FULLERTON Calif. Great Circle Family Foods LLC., a 12-unit Krispy Kreme Doughnuts franchisee that at one point was the system’s largest operator, filed for Chapter 11 bankruptcy protection on Wednesday.
The company, which had a storied and at times turbulent history with its Winston-Salem, N.C.-based franchisor, Krispy Kreme Doughnuts Inc., will continue to operate its Southern California units as it seeks a restructuring, according to court documents. Great Circle’s largest secured creditor is General Electric Capital Business Asset Funding Corp., which holds a claim of about $7.5 million. Total liabilities were logged at between $1 million and $100 million. The company said its sales this year should total about $17 million.
Great Circle also operates Coffee Bean & Tea Leaf franchises in certain of its Krispy Kreme stores.
In 1998, Great Circle signed an area development agreement with Krispy Kreme to develop as many as 42 stores in the Southern California market. By 2004, the franchisee had opened 31 retail locations, a commissary and a wholesale operation serving 800 clients, court documents stated. Sales reached $64 million in 2004. In May 2004, however, Krispy Kreme logged its first per-share earnings miss, the company’s management was accused of managing earnings and overstating sales, numerous franchisees filed for bankruptcy and the once high-flying company started to report plunging sales, profits and stock value.
At that time Great Circle also suffered and was forced to sell many of its stores. By 2006, it operated only nine units. The franchisee also began to vocalize its disappointment with its franchisor, starting a website called “Protectors of the Krispy Kreme Brand.” Krispy Kreme at one point revoked Great Circle’s franchisee license because Great Circle had failed to make branding and equipment payments. The issue was resolved and Great Circle resumed payments and continued to operate Krispy Kreme stores.

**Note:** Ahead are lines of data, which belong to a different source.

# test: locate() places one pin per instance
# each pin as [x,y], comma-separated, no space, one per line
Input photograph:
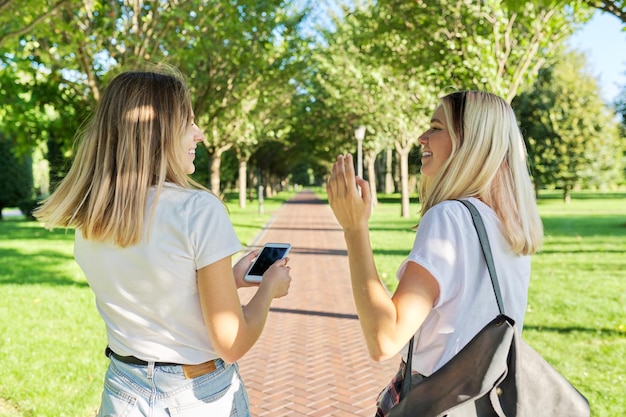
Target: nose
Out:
[199,136]
[423,139]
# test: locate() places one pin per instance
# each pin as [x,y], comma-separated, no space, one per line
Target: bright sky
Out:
[604,43]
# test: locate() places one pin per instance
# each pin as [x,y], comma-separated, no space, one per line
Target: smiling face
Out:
[436,144]
[190,140]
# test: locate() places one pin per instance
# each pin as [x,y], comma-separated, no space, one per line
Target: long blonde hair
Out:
[488,161]
[131,144]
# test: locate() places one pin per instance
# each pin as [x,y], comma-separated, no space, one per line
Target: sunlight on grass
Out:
[52,338]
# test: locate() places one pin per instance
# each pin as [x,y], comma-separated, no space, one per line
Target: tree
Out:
[571,135]
[16,179]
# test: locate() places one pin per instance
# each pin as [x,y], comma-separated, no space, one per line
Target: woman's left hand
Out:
[241,267]
[351,207]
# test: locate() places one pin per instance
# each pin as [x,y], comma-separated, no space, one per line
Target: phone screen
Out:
[266,258]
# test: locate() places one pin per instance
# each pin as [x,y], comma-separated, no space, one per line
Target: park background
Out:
[280,88]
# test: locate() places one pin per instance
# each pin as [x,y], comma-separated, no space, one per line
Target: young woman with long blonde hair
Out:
[472,150]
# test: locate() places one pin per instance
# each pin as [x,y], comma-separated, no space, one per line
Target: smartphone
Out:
[270,253]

Krispy Kreme’s demise led to numerous shareholder and franchisee lawsuits, a new management team was put in place and an outside restructuring officer helped the company restructure. In 2005 and 2006, the company closed numerous stores and halted new franchise agreements. This year, it filed a new Uniform Franchise Offering Circular, submitted up-to-date financial statement with federal regulators and settled its lawsuits.
The company, which now operates or franchises about 400 locations globally, still is suffering financially. For its latest full year ended in January, corporate revenues decreased 15.1 percent to $461.2 million. Systemwide sales decreased 11.9 percent compared to the year earlier. The company’s net loss, however, improved to $42.2 million in fiscal 2007, compared with a net loss of $135.8 million in fiscal 2006.
According to a statement on the “Protectors of the Krispy Kreme Brand,” Great Circle said, “More work has to be done during the next few months, but [the company] is performing well. Transactions are more than 6 percent ahead, year over year, and same store sales are up 2.7 percent.”